Hoje falar de cultura não é apenas falar dos âmbitos artísticos, é falar daquilo que move a vida dos nossos contemporâneos, daquilo que os apaixona e daquilo que os magoa, falar no fundo do horizonte antropológico em que nos inscrevemos.

A verdade é que os modelos pastorais tradicionais da Igreja tinham diante de si um homem e uma mulher diferentes daquilo que são hoje os portugueses. Mesmo nesta visita papal, o tipo sociológico de pessoas que estava presente no Terreiro do Paço, a comunidade cristã, é muito diferente do da primeira visita de João Paulo II (1982, ndr), em que o Portugal era ainda rural, com características que hoje não continuam.

A Pastoral da Cultura ganha um papel de pivot, no sentido de fazer pontes, facilitar encontros, dar a conhecer, gerar presenças, abrir portas, dar à Igreja um elemento que é sempre fundamental, o ser especialista em humanidade.

Há dinâmicas eternas no coração do homem, mas há muito que depende da cultura e do tempo.

 

AE – A Igreja continua a ser necessária para que a linguagem do mundo da cultura ganhe um sentido?

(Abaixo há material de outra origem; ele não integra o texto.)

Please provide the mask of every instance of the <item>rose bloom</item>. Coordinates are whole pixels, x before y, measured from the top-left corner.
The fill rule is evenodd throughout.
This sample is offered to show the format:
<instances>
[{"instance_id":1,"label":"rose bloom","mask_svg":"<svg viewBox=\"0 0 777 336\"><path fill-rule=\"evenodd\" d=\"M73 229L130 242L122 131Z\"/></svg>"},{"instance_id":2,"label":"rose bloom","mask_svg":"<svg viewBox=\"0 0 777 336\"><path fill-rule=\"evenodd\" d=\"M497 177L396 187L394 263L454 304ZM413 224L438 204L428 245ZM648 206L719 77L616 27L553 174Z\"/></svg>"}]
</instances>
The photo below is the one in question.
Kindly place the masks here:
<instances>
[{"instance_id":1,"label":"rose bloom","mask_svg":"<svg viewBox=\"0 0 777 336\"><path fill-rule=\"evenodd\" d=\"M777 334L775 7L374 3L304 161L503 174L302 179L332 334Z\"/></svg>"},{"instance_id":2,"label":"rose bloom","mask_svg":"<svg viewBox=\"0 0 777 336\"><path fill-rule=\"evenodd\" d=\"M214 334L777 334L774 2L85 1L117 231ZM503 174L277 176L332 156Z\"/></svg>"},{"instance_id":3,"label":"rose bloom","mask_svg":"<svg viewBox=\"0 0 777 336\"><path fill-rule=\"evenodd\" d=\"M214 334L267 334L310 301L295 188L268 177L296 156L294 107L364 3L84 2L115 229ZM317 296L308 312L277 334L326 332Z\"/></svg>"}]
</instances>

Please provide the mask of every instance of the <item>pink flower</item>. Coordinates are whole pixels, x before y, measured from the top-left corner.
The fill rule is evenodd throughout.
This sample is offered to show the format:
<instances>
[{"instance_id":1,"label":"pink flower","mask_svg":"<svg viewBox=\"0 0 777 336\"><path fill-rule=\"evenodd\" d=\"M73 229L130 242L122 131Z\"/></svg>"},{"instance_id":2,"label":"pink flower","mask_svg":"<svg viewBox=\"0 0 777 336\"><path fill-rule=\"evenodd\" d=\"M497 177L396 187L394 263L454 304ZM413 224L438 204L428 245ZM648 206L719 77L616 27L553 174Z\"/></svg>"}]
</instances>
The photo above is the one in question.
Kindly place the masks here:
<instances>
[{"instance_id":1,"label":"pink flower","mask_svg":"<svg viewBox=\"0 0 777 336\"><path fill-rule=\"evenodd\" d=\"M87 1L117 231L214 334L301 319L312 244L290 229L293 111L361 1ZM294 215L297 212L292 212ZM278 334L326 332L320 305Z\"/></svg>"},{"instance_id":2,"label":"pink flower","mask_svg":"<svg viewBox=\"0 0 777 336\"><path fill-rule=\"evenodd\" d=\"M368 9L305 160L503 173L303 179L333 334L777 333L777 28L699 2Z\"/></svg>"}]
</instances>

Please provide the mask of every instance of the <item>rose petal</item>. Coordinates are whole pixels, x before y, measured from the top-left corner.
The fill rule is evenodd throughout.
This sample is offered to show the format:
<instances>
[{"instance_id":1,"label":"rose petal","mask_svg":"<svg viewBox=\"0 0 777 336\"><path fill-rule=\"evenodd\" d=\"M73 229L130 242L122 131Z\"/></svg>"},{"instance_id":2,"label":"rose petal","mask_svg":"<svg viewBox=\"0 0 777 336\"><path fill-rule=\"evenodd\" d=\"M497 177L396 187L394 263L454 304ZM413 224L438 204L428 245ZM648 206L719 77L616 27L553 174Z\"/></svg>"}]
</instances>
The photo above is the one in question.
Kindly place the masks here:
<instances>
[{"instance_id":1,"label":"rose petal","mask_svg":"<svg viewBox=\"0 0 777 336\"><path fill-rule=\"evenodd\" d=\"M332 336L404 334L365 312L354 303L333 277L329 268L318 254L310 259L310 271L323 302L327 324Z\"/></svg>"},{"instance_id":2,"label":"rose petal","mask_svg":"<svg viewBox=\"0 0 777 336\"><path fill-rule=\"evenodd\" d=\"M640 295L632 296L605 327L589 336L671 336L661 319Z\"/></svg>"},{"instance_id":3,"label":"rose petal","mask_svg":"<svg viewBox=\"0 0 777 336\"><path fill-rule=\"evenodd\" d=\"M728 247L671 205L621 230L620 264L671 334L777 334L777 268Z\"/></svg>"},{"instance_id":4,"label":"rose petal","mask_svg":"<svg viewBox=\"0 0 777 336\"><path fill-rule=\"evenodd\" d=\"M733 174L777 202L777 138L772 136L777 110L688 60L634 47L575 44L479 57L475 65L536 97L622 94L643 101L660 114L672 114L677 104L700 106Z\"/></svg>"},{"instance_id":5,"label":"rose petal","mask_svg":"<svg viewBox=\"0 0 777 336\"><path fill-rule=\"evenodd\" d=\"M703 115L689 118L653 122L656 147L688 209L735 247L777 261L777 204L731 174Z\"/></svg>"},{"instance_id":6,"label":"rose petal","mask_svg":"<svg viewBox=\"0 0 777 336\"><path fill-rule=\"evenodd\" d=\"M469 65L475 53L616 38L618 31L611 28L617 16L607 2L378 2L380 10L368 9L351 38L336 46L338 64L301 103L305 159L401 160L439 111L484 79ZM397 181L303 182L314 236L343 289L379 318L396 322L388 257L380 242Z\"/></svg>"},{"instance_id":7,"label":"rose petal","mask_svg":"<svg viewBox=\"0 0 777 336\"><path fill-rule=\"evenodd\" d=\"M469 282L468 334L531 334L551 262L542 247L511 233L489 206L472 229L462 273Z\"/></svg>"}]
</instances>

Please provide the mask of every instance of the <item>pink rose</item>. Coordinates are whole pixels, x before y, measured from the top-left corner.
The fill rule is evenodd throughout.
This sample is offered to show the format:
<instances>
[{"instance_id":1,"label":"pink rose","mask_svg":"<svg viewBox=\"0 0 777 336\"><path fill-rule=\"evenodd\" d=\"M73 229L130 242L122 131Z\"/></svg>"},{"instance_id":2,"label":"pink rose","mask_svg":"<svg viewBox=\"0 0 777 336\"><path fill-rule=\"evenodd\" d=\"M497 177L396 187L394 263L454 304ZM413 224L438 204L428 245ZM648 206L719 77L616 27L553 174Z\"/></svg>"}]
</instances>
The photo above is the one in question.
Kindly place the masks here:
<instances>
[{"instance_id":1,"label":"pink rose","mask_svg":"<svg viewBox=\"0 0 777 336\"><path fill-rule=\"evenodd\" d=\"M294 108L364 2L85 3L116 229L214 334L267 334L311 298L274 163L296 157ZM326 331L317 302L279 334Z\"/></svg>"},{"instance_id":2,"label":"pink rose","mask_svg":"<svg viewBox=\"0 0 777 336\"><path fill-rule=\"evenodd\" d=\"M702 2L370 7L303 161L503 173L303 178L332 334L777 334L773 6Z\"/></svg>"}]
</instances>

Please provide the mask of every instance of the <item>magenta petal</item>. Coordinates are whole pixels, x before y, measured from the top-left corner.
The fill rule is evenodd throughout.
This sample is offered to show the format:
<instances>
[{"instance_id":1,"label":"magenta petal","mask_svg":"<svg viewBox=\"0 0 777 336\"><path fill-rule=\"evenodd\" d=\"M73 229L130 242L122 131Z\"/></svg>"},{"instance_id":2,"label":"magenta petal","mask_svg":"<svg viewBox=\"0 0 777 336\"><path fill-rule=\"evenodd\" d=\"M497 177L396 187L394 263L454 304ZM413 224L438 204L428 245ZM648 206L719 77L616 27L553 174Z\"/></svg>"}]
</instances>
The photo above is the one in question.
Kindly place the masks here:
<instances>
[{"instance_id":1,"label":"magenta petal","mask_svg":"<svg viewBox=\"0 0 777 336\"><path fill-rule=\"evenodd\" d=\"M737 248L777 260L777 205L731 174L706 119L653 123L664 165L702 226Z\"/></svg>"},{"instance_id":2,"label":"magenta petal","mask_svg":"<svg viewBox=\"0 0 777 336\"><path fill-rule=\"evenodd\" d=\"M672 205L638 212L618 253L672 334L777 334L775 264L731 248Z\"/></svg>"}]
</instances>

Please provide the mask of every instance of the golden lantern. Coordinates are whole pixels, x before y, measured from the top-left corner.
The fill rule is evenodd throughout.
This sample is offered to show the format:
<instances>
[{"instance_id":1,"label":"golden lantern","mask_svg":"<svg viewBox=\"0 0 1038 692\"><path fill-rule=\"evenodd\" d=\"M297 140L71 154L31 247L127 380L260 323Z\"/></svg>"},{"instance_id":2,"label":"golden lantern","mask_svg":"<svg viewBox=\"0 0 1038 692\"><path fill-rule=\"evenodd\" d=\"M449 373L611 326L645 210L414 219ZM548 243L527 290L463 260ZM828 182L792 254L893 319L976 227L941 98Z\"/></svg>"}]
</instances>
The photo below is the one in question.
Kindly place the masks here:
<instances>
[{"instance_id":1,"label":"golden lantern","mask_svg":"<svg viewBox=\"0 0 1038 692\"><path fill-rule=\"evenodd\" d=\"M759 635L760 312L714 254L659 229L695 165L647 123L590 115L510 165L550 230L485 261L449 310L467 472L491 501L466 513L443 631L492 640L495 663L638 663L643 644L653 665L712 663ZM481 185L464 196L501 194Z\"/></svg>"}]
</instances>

TM – Criou-se um espaço confortável, cómodo, de silêncio, porque quando estamos parados, ninguém faz perguntas a ninguém, não se é questionado nem se questiona. Criou-se uma espécie de pacto de silêncio” entre a Igreja e a Cultura que se tornou insustentável, porque nos conduz a um afastamento progressivo da própria realidade.

Corremos o risco de estar a pregar e a utilizar uma linguagem, um conjunto de representações que hoje já não tocam, não são sequer perceptíveis, não se compreende o discurso. Nesse sentido, é preciso um grande esforço de tradução.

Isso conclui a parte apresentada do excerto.